3D Technology is Here to Stay
Until recently, 3-D technology has mostly been associated with gimmicky Hollywood movies, rife with special effects that seem to be more intent on simulating theme park rides than with contributing to the quality of a film. But something has changed and we are about to experience a revolution in entertainment. 3-D technology will soon invade our homes, theaters, and lives, immersing us in previously unrealized ways. And that is largely thanks to James Cameron’s "Avatar."
I understand the cynicism that many feel after hearing yet another reference to the interminably hyped blue alien love/war film. However, I'm not referring to the movie's quality, but the way in which it changed the film industry from a technological as well as economic standpoint.

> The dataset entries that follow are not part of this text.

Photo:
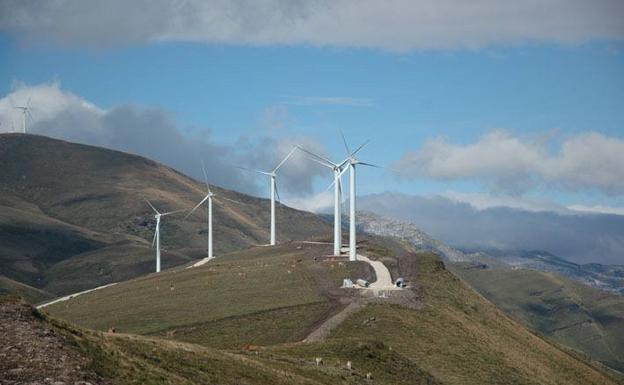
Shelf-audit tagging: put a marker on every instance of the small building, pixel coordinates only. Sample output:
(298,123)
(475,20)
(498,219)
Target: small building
(400,282)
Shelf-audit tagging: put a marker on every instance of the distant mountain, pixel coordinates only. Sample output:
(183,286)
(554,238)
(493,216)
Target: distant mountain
(605,277)
(74,216)
(567,312)
(378,225)
(534,288)
(579,237)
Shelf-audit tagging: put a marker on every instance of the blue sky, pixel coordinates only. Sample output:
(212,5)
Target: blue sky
(397,98)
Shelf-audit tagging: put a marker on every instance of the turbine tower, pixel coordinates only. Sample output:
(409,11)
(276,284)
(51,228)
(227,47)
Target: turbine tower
(273,180)
(207,198)
(25,111)
(156,239)
(352,195)
(338,169)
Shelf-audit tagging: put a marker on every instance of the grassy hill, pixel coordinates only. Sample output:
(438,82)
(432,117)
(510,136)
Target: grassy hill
(439,331)
(565,311)
(73,216)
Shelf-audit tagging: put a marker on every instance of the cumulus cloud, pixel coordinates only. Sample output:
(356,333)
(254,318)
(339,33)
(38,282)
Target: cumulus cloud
(512,164)
(151,132)
(391,24)
(331,100)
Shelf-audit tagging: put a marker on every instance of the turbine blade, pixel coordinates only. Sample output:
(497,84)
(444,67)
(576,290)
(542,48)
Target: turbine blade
(285,159)
(318,157)
(277,193)
(362,146)
(152,206)
(197,206)
(252,170)
(205,176)
(228,199)
(344,140)
(343,163)
(171,212)
(343,171)
(370,165)
(320,162)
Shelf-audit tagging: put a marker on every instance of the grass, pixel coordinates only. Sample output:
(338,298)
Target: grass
(454,337)
(61,202)
(228,287)
(460,338)
(567,312)
(28,293)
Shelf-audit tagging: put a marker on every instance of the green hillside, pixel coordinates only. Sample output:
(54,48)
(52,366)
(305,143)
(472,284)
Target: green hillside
(74,217)
(568,312)
(440,331)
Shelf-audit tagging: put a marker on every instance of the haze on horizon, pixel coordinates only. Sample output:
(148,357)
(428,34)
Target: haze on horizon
(494,105)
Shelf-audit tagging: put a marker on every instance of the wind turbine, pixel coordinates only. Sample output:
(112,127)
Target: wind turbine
(352,163)
(25,111)
(338,169)
(208,198)
(156,239)
(273,179)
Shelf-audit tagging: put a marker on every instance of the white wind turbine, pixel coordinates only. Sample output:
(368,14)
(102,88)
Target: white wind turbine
(352,163)
(273,179)
(25,111)
(207,198)
(338,169)
(156,239)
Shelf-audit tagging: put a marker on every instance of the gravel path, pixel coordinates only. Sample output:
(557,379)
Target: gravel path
(41,306)
(326,327)
(384,279)
(33,353)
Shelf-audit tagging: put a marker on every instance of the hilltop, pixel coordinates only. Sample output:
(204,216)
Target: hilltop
(534,288)
(270,299)
(73,216)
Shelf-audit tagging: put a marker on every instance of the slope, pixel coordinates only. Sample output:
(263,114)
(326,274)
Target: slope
(439,331)
(57,352)
(584,318)
(62,201)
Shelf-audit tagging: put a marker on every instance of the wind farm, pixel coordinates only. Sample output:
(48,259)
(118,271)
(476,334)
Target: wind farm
(311,193)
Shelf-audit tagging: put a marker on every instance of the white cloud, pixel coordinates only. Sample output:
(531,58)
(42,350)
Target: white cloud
(61,114)
(391,24)
(331,100)
(589,161)
(598,209)
(484,201)
(322,202)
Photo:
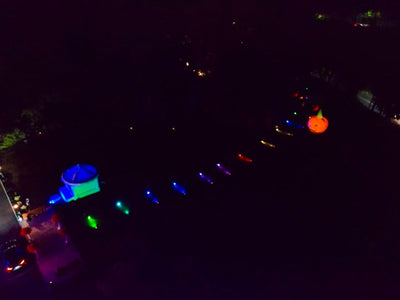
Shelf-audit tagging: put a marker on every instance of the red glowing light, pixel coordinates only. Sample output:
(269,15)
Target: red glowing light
(244,158)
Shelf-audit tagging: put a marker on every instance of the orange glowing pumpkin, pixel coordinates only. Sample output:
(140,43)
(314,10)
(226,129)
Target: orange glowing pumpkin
(317,124)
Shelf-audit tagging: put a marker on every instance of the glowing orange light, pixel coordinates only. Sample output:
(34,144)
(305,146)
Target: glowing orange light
(317,124)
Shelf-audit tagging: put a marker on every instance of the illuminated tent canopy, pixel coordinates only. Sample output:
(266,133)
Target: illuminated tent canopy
(80,181)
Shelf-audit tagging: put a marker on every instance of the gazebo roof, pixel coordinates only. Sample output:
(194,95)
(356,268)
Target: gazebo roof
(78,174)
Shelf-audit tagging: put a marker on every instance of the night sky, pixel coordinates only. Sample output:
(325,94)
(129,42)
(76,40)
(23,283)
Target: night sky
(318,213)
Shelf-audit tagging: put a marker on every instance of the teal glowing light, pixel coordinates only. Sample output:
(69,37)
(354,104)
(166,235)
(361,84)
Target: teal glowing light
(92,222)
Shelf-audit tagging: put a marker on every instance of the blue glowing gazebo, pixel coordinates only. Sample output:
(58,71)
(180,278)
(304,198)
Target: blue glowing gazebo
(79,181)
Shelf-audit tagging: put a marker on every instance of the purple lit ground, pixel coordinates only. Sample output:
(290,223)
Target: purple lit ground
(315,218)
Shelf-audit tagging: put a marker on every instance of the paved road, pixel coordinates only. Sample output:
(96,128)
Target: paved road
(28,283)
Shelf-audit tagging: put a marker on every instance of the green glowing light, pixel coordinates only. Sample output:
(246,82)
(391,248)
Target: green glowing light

Before the film was released, the industry had to prepare for its arrival by converting thousands of movie theaters around the country to accommodate it. This was a gamble, and it took a lot of push from industry leaders to convince theaters to undergo the costly conversion process. As early as a week before the film's opening, "Avatar" was being billed as a “crucial test” for the format by *Variety*.

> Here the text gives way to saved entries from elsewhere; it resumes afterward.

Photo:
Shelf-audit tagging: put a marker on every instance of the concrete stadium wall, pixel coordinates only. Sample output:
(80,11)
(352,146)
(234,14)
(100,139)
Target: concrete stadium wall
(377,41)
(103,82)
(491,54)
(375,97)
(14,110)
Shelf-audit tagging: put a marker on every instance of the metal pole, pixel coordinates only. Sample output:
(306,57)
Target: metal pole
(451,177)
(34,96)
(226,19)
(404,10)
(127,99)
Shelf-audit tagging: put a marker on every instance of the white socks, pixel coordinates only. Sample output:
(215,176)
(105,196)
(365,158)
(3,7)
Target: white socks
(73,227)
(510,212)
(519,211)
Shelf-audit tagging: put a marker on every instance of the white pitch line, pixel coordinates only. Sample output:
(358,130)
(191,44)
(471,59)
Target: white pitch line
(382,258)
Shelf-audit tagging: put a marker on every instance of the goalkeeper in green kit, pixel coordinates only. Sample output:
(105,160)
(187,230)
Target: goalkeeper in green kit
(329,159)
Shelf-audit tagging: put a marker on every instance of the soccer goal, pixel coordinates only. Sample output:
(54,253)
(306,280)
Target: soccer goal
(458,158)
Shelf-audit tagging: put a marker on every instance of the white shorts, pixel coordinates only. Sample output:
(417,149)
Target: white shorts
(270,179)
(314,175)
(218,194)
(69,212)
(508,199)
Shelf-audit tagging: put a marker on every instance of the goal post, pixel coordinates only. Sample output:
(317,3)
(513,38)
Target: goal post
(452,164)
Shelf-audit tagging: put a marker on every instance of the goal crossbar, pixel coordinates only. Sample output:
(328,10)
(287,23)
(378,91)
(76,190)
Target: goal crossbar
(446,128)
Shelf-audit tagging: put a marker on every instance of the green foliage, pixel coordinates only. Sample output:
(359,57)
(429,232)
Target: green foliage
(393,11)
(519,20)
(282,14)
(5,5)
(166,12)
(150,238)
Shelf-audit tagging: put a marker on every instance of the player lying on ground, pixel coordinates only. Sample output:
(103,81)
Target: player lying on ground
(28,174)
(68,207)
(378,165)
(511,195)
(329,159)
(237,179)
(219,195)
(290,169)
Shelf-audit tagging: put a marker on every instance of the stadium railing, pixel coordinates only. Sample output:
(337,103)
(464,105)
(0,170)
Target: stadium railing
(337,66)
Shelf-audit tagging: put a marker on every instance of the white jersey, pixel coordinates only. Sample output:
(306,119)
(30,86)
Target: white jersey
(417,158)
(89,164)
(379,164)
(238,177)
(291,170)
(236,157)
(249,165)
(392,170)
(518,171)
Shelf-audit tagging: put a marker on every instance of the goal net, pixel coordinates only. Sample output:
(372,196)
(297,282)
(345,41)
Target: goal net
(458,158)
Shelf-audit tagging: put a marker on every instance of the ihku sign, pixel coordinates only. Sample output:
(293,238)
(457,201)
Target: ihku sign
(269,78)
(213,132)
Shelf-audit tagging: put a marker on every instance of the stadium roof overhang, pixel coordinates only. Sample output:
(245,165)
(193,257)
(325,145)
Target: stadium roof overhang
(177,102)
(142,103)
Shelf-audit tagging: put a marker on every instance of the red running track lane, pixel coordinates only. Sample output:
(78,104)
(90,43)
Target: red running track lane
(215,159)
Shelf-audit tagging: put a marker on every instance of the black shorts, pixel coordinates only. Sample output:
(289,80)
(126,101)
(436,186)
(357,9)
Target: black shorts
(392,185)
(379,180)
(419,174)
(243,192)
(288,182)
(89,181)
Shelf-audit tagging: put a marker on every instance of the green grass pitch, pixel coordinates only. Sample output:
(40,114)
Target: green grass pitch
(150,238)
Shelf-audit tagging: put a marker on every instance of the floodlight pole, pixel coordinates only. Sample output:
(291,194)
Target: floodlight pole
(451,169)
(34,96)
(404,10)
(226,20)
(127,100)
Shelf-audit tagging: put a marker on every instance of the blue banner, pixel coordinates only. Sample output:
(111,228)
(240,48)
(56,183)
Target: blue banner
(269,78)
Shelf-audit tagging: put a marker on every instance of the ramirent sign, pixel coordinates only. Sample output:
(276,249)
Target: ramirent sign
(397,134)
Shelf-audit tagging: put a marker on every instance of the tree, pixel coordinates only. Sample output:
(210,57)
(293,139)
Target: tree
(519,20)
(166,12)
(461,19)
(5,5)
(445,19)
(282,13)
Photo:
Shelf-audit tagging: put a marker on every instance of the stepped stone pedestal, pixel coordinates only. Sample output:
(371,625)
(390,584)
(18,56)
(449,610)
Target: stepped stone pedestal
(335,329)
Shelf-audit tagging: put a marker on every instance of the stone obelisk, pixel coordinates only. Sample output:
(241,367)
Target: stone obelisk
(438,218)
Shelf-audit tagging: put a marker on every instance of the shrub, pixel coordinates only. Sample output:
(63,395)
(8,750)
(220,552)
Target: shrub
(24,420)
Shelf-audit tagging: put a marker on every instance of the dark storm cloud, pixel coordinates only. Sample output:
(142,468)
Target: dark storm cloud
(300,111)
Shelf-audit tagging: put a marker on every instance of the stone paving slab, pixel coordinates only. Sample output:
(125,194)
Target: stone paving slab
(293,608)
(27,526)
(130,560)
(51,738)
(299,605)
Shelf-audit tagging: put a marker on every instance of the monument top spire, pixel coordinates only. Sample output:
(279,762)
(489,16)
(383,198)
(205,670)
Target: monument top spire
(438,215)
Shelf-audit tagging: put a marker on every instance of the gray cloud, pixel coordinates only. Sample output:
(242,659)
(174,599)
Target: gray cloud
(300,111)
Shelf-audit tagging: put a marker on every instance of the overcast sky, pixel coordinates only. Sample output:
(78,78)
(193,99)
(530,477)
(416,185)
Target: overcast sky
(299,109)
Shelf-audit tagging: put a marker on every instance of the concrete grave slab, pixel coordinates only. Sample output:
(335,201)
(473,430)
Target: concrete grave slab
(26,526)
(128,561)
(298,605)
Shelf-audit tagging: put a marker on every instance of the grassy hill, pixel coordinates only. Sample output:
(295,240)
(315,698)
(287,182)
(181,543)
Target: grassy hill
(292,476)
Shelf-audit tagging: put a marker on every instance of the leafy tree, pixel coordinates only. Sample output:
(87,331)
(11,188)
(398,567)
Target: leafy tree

The film lived up to its expectations. By shooting every scene in 3-D, it was one of the first films to not draw overt attention to the technology, and it proved that audiences are universally willing to embrace the format, having recently been crowned the highest grossing film of all time. Following the film's success, studios, TV manufacturers, and even the gaming industry lined up to show off their new home 3-D technology at the 2010 Consumer Electronics Show. Samsung, Sony, and LG will all be debuting 3-D TVs this year, and many video games are now undergoing their laborious conversion into 3-D.
Those who see "Avatar" as nothing more than a $300 million "Pocahontas" are missing the point. The movie was a technological marvel and is probably the closest thing to our generation's "Star Wars" that we're likely to experience. So I urge the skeptics out there to reconsider their opinions on the technology. 3-D is simply the next evolution of entertainment in a world where media increasingly seeks to transcend its medium's boundaries. 3-D entertainment can be an entirely new experience, as it jumps from the confines of the traditional rectangular box and demands to be seen as a physical entity. So enjoy it while it lasts, which will be awhile.